Your case is simple enough that various optimizations would probably do a lot. Be it numpy for more efficient array's, maybe pypy for a better JIT optimizer, or various other things.

Looking at the bytecode via the dis module can help you understand what happens under the hood and make some micro optimizations, but in general it does not really matter if you do one loop or a nested loop, if your memory access pattern is somewhat predictable for the CPU. If not, it may differ wildly.
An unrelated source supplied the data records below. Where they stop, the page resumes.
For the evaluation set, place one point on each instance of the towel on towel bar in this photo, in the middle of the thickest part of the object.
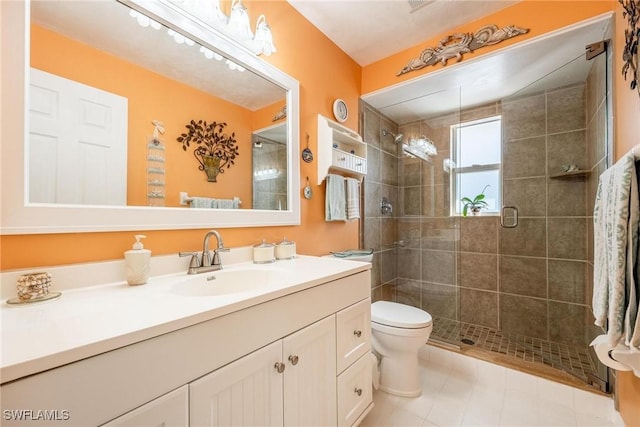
(353, 199)
(615, 234)
(335, 199)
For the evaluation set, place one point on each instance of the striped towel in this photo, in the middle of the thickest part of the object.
(335, 199)
(615, 218)
(353, 199)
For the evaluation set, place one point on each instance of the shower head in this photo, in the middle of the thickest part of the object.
(396, 138)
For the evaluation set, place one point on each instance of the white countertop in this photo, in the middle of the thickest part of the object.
(88, 321)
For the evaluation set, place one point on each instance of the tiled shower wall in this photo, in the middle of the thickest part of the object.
(270, 194)
(533, 280)
(379, 231)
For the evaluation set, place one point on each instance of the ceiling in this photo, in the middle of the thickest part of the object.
(370, 30)
(385, 27)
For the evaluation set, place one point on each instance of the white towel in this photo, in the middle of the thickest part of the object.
(224, 203)
(353, 199)
(335, 199)
(615, 216)
(201, 202)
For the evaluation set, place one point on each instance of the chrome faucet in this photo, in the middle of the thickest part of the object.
(202, 263)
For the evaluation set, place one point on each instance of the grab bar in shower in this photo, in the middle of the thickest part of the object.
(514, 217)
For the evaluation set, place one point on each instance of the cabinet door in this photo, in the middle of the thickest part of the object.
(353, 333)
(247, 392)
(354, 391)
(310, 375)
(170, 410)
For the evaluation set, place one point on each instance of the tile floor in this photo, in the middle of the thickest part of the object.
(572, 359)
(459, 390)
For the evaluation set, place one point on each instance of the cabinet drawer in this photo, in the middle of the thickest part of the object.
(354, 391)
(353, 333)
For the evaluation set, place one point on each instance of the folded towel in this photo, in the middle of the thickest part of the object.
(352, 252)
(200, 202)
(615, 218)
(335, 199)
(224, 203)
(353, 199)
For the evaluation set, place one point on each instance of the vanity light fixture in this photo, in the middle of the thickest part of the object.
(237, 25)
(143, 20)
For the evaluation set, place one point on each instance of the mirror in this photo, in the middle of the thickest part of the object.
(247, 97)
(270, 168)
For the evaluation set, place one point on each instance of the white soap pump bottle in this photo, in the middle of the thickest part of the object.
(137, 262)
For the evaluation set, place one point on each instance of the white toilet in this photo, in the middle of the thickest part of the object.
(397, 333)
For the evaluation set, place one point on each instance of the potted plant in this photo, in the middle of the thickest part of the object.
(215, 149)
(475, 205)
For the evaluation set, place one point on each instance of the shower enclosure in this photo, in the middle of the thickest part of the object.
(514, 283)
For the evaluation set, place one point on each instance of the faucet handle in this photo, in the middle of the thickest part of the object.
(195, 262)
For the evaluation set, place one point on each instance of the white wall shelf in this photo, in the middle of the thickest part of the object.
(340, 149)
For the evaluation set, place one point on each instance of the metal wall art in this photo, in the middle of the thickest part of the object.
(281, 114)
(630, 54)
(214, 149)
(456, 44)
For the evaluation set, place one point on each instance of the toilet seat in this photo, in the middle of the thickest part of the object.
(399, 315)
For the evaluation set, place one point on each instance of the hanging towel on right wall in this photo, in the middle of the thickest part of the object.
(616, 219)
(353, 199)
(335, 199)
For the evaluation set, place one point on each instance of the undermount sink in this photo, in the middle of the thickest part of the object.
(227, 282)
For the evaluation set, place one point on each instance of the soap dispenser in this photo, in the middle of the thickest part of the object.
(137, 262)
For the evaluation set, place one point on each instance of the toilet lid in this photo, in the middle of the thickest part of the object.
(399, 315)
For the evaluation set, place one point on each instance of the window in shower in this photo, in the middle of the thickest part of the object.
(476, 159)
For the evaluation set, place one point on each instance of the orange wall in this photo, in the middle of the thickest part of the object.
(152, 96)
(627, 134)
(324, 73)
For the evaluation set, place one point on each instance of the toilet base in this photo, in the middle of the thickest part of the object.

Python has some bytecodes that are cheap and others that are more expensive, e.g. function calls are much more expensive than a simple addition. Same with creating new objects and various other things. So the usual optimization is moving the loop to C, which is one of the benefits of itertools sometimes.

Once you are on the C-level it usually comes down to: Avoid syscalls/mallocs() in tight loops, have predictable memory access patterns and make sure your algorithm is cache friendly.

So, your algorithms above will probably vary wildly in performance if you go to large values of N, due to the amount of memory allocation and cache access.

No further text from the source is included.